Political Notebook Covers Kelty's Missing Campaign Finance Form

Today's Political Notebook section of the JG briefly discusses my letter to the election board regarding Matt Kelty's campaign finance violation:
The Allen County Election Board might meet again to talk about the campaign finances of Republican mayoral nominee Matt Kelty.

The board is investigating a complaint that Kelty failed to properly disclose a $1,000 donation before the primary election. Jeff Pruitt, an author of a local left-leaning blog, asked the board Monday to investigate Kelty for not reporting a $1,000 donation given by Dan Turkette, the author of a local right-leaning blog.

Kelty’s most recent campaign filing shows he received $1,000 from Turkette on May 3. State law requires candidates to report contributions $1,000 or larger received after the pre-primary deadline of April 13 and two days before the election of May 8. Kelty did report several other large donations before the primary. The reports are due within 48 hours of a candidate receiving it.

Kelty on Tuesday filed the proper form listing Turkette’s May contribution, although he dated it Oct. 4.

Andy Downs, Democratic election board member, said the matter will be investigated and could result in a fine of up to $100. The board previously agreed to more strictly enforce deadlines.

Readers could interpret this complaint as some blog-war between myself and Dan Turkette. That could not be further from the truth. While we don't agree on some issues we are respectful of one another and this complaint had nothing to do with Dan - it just so happened his contribution was the one that wasn't reported.

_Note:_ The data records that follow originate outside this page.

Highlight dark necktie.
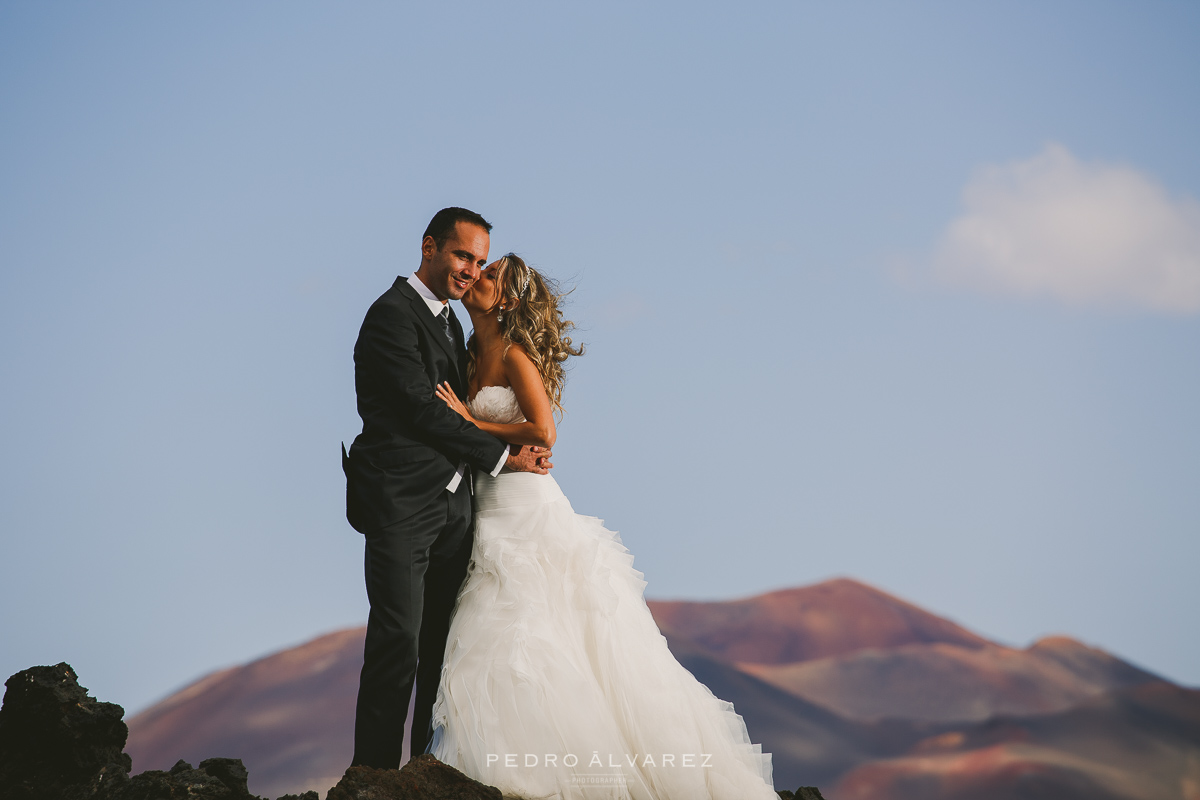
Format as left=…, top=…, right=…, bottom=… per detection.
left=437, top=305, right=455, bottom=347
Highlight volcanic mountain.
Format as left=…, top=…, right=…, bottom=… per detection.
left=649, top=578, right=990, bottom=665
left=124, top=578, right=1196, bottom=799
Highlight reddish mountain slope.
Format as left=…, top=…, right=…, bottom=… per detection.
left=647, top=578, right=989, bottom=664
left=126, top=627, right=366, bottom=798
left=739, top=638, right=1160, bottom=723
left=658, top=631, right=936, bottom=790
left=123, top=579, right=1188, bottom=800
left=833, top=681, right=1200, bottom=800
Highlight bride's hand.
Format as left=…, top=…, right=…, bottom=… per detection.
left=435, top=381, right=475, bottom=422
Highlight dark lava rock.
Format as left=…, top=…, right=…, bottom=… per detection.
left=327, top=755, right=502, bottom=800
left=0, top=664, right=267, bottom=800
left=0, top=663, right=132, bottom=800
left=778, top=788, right=827, bottom=800
left=97, top=758, right=262, bottom=799
left=199, top=758, right=253, bottom=795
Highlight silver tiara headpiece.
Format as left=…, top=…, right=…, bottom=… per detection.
left=519, top=269, right=531, bottom=298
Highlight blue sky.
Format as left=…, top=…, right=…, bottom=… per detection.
left=2, top=2, right=1198, bottom=714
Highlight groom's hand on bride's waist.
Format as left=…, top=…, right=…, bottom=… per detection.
left=506, top=445, right=553, bottom=475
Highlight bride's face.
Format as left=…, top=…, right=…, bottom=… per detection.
left=463, top=260, right=504, bottom=314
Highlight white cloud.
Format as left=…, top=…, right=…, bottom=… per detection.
left=934, top=143, right=1200, bottom=313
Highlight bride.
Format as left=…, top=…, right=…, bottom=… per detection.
left=429, top=254, right=778, bottom=800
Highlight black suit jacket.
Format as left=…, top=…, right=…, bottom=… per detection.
left=343, top=276, right=508, bottom=532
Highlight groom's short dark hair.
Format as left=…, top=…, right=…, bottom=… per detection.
left=423, top=207, right=492, bottom=248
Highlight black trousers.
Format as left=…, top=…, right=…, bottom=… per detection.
left=351, top=479, right=474, bottom=768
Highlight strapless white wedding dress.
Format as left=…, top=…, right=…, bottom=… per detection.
left=429, top=386, right=777, bottom=800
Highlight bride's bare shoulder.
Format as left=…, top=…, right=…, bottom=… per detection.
left=502, top=342, right=532, bottom=363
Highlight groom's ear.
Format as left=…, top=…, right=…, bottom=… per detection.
left=421, top=235, right=438, bottom=260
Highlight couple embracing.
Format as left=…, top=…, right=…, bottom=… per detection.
left=342, top=207, right=777, bottom=799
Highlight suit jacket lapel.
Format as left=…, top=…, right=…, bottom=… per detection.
left=395, top=278, right=460, bottom=366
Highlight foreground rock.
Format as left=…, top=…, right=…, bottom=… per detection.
left=327, top=757, right=501, bottom=800
left=0, top=664, right=503, bottom=800
left=777, top=789, right=827, bottom=800
left=2, top=662, right=820, bottom=799
left=328, top=758, right=818, bottom=800
left=97, top=756, right=273, bottom=799
left=0, top=663, right=131, bottom=800
left=0, top=663, right=278, bottom=800
left=0, top=665, right=308, bottom=799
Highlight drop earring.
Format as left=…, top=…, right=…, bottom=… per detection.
left=497, top=306, right=504, bottom=323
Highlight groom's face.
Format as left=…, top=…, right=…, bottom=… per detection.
left=421, top=222, right=490, bottom=301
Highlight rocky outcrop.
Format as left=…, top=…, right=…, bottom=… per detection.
left=326, top=757, right=501, bottom=800
left=0, top=664, right=529, bottom=800
left=0, top=663, right=270, bottom=800
left=323, top=758, right=818, bottom=800
left=0, top=663, right=131, bottom=800
left=777, top=788, right=827, bottom=800
left=96, top=757, right=266, bottom=799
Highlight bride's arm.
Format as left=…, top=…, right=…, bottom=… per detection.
left=434, top=345, right=557, bottom=448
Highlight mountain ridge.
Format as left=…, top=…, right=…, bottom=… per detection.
left=647, top=577, right=990, bottom=665
left=124, top=578, right=1194, bottom=800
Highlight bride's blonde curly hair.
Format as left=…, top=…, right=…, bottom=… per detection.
left=467, top=253, right=584, bottom=415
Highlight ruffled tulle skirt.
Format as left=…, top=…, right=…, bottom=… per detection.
left=429, top=471, right=777, bottom=800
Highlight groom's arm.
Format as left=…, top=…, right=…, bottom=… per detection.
left=357, top=301, right=507, bottom=472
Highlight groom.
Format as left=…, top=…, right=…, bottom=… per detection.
left=343, top=207, right=551, bottom=768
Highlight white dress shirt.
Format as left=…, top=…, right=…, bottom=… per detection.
left=407, top=273, right=509, bottom=491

Let me just say that the election board should investigate the matter and not simply declare this a "late filing". This was not late - it was never filed at all. It would have never been filed had I not made this public. Let me try and break away from the current Kelty campaign finance issues and discuss the election board in general.

This board does a great disservice to all candidates when it refuses to adhere to state campaign finance laws. The board never fines candidates and thus nobody is ever held accountable. So when a major issue/complaint does come forward there is precedent for ignoring it and calling it business as usual. If you ignore the minor violations but try to clamp down on the major ones, someone will always claim they are the victim of a partisan witch hunt. My advice to the election board would be to enforce all laws and draft a set of written procedures that tell candidates when they will be fined and what that fine will be.

2 comments:

J Q Taxpayer said...

The "witch hunt" will always be raised but your point is very valid.

Heck, how about trying to track money people donate right to the person, then donate more via the local party, then even more through the state party, and then they use PACs. Heck, I trust a person more who just sends in the check in his name then the ones who slide behind all the walls they can find.

Again, limit the funds a person/company can make, in total, to a given person. Not make it "how many ways can I hide!"

Phil Marx said...

Jeff,

I disagree with your asessment that this was missing information, rather than late information. The donation was reported on the form that you received from ACEB. That information came directly from the Kelty campaign. If it was not in that report, you probably never would have known about it yourself.

Although without your attention we probably never would have realized this information was being given to us late, the fact that Dan Turkette gave Kelty $1000 was there for everyone to see. You didn't point out missing information, just that that information was released late.